Generation-I reactors were built in the initial period of nuclear power expan­sion and generally had primitive design features. Most of these reactors have either been shut down or will be soon done so. Examples of such reactors are Magnox reactor (Calder Hall reactor in the United Kingdom) and first com­mercial power reactor at Shippingport in 1957 (in the state of Pennsylvania in the United States).

Magnox Reactor

This is a notable Generation-I gas-cooled reactor. Early breed of this reactor was used for the purpose of plutonium production (for atomic weapons) as well as elec­tricity generation. Figure 1.8a shows a cross section of a typical Magnox reactor. The

Calder Hall station in the United Kingdom was a Magnox type of reactor starting successful operation in 1956. Following that, several of these reactors were built and operated in the United Kingdom and a few elsewhere (e. g., Italy, France, and Japan). Generally, Magnox reactors were graphite moderated, and used the natural uranium as fuel clad in thin cylindrical tubes of a magnesium alloy (Magnox comes from the name of the magnesium-based alloy with a small amount of aluminum and other minor elements, magnesium nonoxidizing, for example, Mg-0.8Al — 0.005Be) and carbon dioxide (CO2) as coolant (heat transfer medium).

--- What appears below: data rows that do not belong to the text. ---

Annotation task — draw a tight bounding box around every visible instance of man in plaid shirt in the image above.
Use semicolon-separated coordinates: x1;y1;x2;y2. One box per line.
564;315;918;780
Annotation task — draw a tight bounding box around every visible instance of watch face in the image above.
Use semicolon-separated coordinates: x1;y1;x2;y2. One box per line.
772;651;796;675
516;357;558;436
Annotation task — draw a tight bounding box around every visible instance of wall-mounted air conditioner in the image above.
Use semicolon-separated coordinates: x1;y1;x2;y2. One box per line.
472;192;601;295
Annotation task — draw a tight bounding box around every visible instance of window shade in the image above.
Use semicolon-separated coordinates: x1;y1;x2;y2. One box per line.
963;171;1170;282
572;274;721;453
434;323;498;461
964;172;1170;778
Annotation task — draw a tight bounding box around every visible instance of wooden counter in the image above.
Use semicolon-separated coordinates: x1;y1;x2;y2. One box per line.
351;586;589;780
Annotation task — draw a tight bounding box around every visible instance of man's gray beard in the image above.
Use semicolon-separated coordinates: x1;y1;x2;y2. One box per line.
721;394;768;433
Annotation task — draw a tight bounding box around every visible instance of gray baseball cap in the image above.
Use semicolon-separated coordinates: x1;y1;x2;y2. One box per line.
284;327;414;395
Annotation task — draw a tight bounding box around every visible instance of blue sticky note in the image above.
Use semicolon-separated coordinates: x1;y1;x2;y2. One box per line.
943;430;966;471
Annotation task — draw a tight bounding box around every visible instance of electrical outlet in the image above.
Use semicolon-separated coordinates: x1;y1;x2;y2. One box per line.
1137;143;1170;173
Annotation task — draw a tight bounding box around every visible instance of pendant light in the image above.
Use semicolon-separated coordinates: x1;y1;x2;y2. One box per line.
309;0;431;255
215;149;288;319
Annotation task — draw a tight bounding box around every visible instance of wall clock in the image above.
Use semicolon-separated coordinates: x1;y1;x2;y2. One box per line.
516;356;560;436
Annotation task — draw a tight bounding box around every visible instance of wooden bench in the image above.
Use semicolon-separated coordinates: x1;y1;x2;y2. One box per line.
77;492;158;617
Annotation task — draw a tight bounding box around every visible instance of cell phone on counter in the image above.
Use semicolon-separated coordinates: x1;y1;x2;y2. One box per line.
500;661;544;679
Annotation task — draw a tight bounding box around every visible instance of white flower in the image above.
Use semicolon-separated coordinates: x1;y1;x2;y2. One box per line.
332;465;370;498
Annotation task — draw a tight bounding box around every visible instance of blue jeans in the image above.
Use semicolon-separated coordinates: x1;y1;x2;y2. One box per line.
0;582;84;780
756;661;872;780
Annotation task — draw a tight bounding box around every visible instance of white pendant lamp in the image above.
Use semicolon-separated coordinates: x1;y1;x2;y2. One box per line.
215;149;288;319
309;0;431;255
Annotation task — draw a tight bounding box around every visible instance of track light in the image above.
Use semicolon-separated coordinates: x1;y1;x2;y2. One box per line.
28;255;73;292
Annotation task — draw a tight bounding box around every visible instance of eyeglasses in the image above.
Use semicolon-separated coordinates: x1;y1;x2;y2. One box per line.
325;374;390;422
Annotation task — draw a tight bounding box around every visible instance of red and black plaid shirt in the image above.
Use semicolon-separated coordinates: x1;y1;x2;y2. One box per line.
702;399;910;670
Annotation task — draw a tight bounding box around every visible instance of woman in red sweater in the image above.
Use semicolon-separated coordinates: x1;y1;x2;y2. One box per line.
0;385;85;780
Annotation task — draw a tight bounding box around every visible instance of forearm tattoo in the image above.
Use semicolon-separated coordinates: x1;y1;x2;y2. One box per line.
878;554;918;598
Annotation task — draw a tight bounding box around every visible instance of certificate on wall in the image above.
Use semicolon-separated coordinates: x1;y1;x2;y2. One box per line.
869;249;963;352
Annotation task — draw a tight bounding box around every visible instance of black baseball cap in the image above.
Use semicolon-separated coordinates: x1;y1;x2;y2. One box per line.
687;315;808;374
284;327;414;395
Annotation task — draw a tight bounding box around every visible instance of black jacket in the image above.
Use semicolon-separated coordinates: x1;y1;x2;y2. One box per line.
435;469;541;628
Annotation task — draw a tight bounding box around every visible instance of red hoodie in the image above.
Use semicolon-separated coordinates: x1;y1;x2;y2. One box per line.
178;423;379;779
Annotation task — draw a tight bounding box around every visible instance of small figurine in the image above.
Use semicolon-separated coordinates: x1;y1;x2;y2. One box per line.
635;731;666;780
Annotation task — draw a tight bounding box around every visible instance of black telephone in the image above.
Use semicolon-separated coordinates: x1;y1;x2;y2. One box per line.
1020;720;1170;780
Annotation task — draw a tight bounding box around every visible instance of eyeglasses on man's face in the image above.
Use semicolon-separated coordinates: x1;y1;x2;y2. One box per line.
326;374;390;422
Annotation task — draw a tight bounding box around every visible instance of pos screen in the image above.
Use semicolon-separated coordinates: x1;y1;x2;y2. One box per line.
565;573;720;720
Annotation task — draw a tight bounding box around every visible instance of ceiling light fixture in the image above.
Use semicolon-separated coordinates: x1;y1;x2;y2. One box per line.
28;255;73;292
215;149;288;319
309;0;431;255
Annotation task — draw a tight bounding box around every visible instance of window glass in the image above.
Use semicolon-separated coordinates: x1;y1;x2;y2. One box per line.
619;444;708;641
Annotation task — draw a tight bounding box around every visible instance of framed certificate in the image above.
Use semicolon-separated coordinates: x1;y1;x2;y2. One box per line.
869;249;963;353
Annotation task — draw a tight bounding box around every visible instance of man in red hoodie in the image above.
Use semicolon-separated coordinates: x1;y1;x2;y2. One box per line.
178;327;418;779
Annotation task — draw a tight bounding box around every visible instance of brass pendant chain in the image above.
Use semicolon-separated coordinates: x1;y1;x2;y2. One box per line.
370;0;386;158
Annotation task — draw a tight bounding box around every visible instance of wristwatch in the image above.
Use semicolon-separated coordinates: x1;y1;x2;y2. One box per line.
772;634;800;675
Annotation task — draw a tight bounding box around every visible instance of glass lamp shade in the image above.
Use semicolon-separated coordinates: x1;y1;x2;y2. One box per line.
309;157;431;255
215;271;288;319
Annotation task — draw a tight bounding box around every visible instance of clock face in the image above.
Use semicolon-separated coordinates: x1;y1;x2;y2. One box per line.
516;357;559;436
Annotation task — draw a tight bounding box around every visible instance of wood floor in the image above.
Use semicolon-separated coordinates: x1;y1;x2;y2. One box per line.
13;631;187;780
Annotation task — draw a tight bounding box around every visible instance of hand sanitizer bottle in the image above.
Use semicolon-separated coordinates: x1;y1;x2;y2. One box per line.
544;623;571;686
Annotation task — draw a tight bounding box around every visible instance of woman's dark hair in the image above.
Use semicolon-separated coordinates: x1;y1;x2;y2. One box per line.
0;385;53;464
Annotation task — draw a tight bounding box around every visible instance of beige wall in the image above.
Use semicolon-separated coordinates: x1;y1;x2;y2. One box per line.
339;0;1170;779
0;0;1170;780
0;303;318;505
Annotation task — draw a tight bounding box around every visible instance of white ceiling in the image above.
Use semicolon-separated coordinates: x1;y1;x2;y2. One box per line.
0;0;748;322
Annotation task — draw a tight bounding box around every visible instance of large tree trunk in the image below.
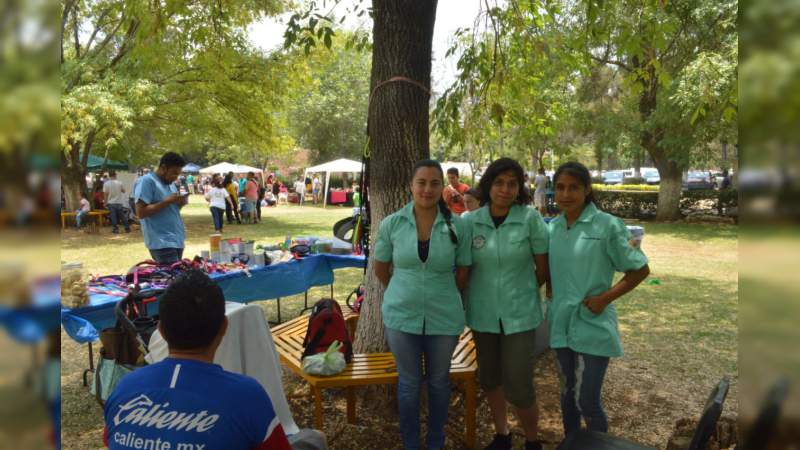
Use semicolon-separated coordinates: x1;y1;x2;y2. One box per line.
651;151;683;221
61;139;94;211
355;0;436;353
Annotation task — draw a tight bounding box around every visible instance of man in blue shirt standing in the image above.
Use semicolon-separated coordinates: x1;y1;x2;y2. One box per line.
134;152;189;264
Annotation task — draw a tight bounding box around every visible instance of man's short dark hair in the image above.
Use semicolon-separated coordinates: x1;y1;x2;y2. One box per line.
158;269;225;350
158;152;186;171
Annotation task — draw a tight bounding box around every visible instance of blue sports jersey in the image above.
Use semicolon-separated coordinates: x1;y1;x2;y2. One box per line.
104;358;291;450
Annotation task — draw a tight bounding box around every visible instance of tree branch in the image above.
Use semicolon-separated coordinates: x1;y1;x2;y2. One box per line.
86;8;111;52
61;0;77;63
589;53;633;72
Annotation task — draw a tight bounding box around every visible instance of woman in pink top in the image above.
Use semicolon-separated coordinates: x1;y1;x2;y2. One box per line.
244;172;258;223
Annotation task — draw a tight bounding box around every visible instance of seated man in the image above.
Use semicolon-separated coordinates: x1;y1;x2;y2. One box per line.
103;270;291;450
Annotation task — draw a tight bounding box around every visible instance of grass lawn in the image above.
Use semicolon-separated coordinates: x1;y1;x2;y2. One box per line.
61;196;738;449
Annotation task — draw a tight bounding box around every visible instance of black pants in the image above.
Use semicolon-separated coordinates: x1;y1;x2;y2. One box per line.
225;201;242;224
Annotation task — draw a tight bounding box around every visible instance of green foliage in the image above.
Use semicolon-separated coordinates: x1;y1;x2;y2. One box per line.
592;185;739;219
61;0;284;172
286;34;371;163
592;183;658;192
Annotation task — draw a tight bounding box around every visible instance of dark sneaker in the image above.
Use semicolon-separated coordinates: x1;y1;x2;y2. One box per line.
483;433;511;450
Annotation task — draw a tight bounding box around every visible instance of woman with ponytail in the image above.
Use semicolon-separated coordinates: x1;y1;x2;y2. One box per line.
465;158;549;450
373;160;471;449
548;162;650;435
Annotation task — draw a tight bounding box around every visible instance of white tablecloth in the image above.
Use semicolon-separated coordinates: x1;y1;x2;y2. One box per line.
147;302;299;434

Magnesium — based alloy was chosen since Mg has a very low thermal neutron capture cross sec­tion (0.059 b; lower than Zr or Al). The fuel elements were impact extruded with the integral cooling fins or machined from finned extrusions (Figure 1.8b). Also,

the alloy was resistant to creep and corrosion from CO2 atmosphere in the operat­ing temperature range, and contrary to Al, the alloy did not react with the uranium fuel. The addition of Al in the alloy provided solid solution strengthening, while the presence of minor amounts of Be helped improve the oxidation resistance. CO2 was circulated under pressure through the reactor core and sent to the steam gener­ator to produce steam that is then passed through a turbo generator system gener­ating electricity. These reactors could sustain lower temperatures (maximum coolant temperature of 345 °C) and, thus, has a limited plant efficiency and power capacity. This was mainly out of the concern of the possible reaction of CO2 with graphite at higher temperatures and the lower melting point of uranium fuel (1132 °C). Another problem was that the spent fuel from these reactors could not be safely stored under water because of its chemical reactivity in the presence of water. Thus, the spent fuels needed to be reprocessed immediately after taking out of the reactor and expensive handling of equipment was required. Only two Mag — nox reactors still operating in the United Kingdom are scheduled to be decommis­sioned soon. Magnox reactors were followed by an improved version of gas-cooled reactor known as Advanced Gas-Cooled Reactor (AGR) operating at higher temper­atures and thus improving the plant efficiency. The magnesium fuel element was replaced by stainless steels.